Data Migration & Distributed Transactions: XA, BASE, TCC, AT Guide

This article explores strategies for seamless data migration—including full, incremental, and binlog‑based approaches—and examines distributed transaction models such as XA, BASE, TCC, and AT, outlining their components, workflows, advantages, challenges, and supporting tools like Seata and Canal.

Efficient Ops
Efficient Ops
Efficient Ops
Data Migration & Distributed Transactions: XA, BASE, TCC, AT Guide

Preface

By vertically or horizontally splitting data we solve capacity and performance issues, but face data migration and consistency challenges.

Data migration must consider fast, smooth, zero‑downtime migration and post‑migration integrity verification.

Data consistency requires deciding whether distributed transactions are needed; if so, choose between XA or BASE‑style flexible transactions.

Data Migration

Data migration is prone to failures; it should be smooth, accurate, fast, minimize downtime, and have low business impact, especially with heterogeneous data structures.

Full Migration

The full migration process:

Business system downtime.

Database migration and data consistency verification.

Business system upgrade and connection to the new database.

Drawbacks of Full Migration

Requires business system downtime.

Long migration time, greater impact on business; heterogeneous data may need custom programs, extending duration.

Full + Incremental Migration

This method relies on the data creation timestamp:

Synchronize data up to a recent timestamp (creation time).

Publish system upgrade notice.

Synchronize data changes that occurred after that point.

Upgrade the system and connect to the new database.

Compared with pure full migration, this approach greatly reduces downtime and business impact.

Binlog + Full + Incremental

Binlog combined with full and incremental migration parses and reconstructs data from primary or replica databases, usually requiring middleware tools that support multithreading, resumable transfer, and automatic scaling.

Common tools include Canal and ShardingSphere‑scaling.

Distributed Transactions

XA Distributed Transactions

XA is a protocol supported by the database itself, providing strong consistency.

Components of an XA transaction:

Application Program (AP): defines transaction boundaries.

Resource Manager (RM): e.g., database, file system.

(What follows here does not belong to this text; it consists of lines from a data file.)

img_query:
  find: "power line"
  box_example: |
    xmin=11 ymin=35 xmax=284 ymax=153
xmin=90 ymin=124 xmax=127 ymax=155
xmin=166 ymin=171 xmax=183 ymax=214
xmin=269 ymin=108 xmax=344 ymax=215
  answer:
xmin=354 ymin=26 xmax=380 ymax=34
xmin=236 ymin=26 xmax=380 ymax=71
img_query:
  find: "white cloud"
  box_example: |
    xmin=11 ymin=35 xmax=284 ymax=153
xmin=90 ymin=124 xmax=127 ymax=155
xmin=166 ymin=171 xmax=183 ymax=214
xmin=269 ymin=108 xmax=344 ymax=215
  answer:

Transaction Manager (TM): assigns transaction IDs, monitors progress, handles commit/rollback.

Key XA interface calls:

xa_start – start or resume a transaction branch.

xa_end – dissociate the current thread from the transaction branch.

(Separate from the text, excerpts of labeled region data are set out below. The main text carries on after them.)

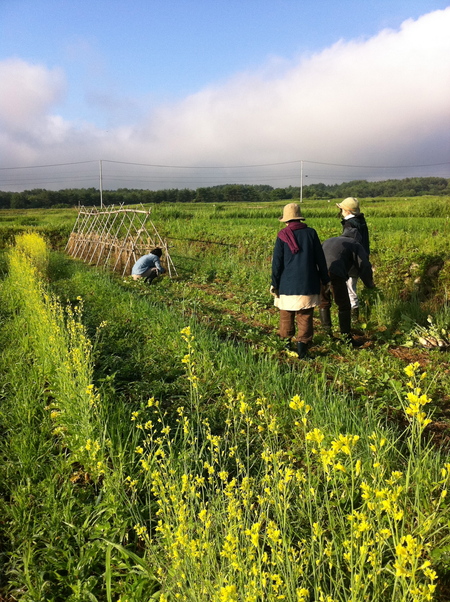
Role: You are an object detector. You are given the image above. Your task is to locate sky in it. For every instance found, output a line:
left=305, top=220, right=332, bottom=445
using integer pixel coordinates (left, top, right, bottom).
left=0, top=0, right=450, bottom=191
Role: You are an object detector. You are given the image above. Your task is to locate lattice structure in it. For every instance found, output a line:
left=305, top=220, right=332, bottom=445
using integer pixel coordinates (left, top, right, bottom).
left=66, top=205, right=177, bottom=277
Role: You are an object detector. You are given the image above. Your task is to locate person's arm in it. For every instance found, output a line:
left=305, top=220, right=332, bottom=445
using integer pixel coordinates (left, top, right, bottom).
left=271, top=237, right=284, bottom=290
left=356, top=244, right=375, bottom=288
left=155, top=259, right=166, bottom=274
left=314, top=232, right=330, bottom=286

xa_prepare – ask RM if it is ready to commit.

xa_commit – instruct RM to commit the branch.

xa_rollback – instruct RM to roll back the branch.

xa_recover – recover in‑doubt XA transactions.

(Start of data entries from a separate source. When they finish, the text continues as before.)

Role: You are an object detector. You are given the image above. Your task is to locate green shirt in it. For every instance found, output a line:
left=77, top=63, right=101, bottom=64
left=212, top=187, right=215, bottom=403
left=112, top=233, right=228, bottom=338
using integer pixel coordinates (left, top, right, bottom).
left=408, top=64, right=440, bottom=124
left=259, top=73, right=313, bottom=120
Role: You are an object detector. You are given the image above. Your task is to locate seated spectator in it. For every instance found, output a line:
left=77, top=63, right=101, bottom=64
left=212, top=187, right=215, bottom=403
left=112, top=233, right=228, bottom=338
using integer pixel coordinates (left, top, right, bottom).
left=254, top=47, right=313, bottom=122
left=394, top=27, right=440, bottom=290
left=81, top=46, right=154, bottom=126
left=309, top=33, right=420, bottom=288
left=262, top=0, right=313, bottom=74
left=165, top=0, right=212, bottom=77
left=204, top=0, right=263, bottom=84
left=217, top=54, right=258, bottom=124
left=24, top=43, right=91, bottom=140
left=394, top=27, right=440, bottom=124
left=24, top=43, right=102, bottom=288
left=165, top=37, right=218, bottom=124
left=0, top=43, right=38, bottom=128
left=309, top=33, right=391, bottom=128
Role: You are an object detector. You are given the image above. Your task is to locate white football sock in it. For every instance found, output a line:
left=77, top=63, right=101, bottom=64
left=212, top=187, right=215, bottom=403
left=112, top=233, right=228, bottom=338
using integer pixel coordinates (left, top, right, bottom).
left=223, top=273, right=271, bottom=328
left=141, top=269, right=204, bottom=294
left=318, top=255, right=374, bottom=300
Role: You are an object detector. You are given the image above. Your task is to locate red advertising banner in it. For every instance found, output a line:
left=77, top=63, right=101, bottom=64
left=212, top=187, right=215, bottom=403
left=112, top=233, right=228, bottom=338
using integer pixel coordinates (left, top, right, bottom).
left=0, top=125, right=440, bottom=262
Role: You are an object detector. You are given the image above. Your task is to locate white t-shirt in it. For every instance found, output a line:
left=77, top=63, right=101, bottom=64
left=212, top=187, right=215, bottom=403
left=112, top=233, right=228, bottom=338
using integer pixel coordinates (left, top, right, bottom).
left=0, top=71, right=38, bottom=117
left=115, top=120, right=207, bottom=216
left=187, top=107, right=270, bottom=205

MySQL supports XA transactions for InnoDB starting from version 5.0.3.

Typical XA transaction flow diagram:

Main XA frameworks: Atomikos, Narayana, Seata.

Problems with XA:

Synchronization blocking – global transaction requires all branches to succeed; high isolation levels (SERIALIZABLE) degrade performance.

Single point of failure – TM must be highly available.

Data inconsistency – network failures during two‑phase commit can leave some RMs unaware of the commit.

Flexible Transactions (BASE)

BASE focuses on basic availability, soft state, and eventual consistency, allowing systems to be generally available while achieving final data consistency via mechanisms such as message passing.

Basic Availability – participants may not be online simultaneously.

Soft State – system state may be temporarily inconsistent.

Eventual Consistency – final consistency is achieved over time.

Flexible transaction core idea: move lock handling from the RM layer to the business layer, relaxing strong consistency to improve throughput.

TCC – manual compensation.

AT – automatic compensation.

TCC Overview

TCC splits each service operation into Try, Confirm, and Cancel phases.

Try – reserve resources after business checks.

Confirm – execute business logic using reserved resources; must be idempotent.

Cancel – release reserved resources; also idempotent.

AT Mode

AT is a two‑phase commit that automatically generates reverse SQL for rollback when exceptions occur.

Seata’s support for AT:

First phase records business data and rollback logs in the same local transaction, releasing local locks and connections.

Second phase commits asynchronously; rollback uses the previously recorded logs for compensation.

Transaction Properties under Flexible Transactions

Atomicity – generally guaranteed.

Consistency – temporary inconsistencies may exist, but eventual consistency is achieved.

Isolation – possible dirty reads during intermediate states.

Durability – once committed, data is persisted like a local transaction.